Disease Survival Burden Assessment
# ── Change these values to re-run for any patient or disease ─────────────────
pt_age <- 50 # Patient age at diagnosis (integer, ≥ 50)
pt_sex <- "M" # "M" = Male, "F" = Female
dis_name <- "Disease X" # Short label used in plots and tables
dis_median <- 3 # Reported median overall survival (years)
dis_ci_low <- 1 # Lower 95% CI bound on median (years)
dis_ci_high <- 10 # Upper 95% CI bound on median (years)
Contents
- US SSA Period Life Table
- Background Population Survival
- Disease Survival Model
- Kaplan–Meier Survival Curves
- Survival Table
- Disease Burden Assessment
1. US SSA Period Life Table
The US Social Security Administration publishes annual Period Life
Tables giving the conditional probability of dying within one year \(q(x)\) and remaining life expectancy \(e(x)\) at each exact age \(x\), separately for males and females. We
use the survexp.us ratetable bundled with the
survival package, which contains the SSA Period Life Table
reformatted for survival analysis. Ages 50–99 are shown.
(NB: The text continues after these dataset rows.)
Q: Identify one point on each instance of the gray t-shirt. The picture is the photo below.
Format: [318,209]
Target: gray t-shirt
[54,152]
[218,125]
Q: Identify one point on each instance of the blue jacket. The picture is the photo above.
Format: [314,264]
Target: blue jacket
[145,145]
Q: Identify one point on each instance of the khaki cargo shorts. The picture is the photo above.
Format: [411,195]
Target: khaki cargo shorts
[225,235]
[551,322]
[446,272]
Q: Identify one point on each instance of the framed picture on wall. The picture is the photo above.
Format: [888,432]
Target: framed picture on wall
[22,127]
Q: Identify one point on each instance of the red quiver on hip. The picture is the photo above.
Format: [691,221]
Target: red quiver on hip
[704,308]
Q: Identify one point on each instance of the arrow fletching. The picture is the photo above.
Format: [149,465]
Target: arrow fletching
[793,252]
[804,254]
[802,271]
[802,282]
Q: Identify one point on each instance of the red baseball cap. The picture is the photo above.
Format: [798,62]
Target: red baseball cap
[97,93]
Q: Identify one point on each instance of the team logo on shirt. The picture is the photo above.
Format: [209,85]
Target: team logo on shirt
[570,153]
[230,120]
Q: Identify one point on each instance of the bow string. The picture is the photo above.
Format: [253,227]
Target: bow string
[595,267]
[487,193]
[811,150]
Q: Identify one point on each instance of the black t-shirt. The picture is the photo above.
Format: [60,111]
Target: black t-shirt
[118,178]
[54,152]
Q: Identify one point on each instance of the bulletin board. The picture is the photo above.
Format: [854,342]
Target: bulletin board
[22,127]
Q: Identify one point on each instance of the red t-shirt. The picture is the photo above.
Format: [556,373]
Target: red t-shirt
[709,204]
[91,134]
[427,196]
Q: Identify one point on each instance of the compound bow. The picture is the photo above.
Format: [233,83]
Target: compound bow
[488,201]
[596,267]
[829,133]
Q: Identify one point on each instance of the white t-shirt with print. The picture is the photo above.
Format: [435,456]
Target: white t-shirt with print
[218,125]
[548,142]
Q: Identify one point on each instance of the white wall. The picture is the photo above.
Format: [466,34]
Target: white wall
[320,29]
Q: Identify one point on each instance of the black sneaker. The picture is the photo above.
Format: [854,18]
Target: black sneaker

# survexp.us: SSA period life table as daily hazard rates (per survival package)
# Dimensions: age (one entry per year, stored in days), sex, calendar year
yr_use <- as.character(max(as.integer(dimnames(survexp.us)[[3]])))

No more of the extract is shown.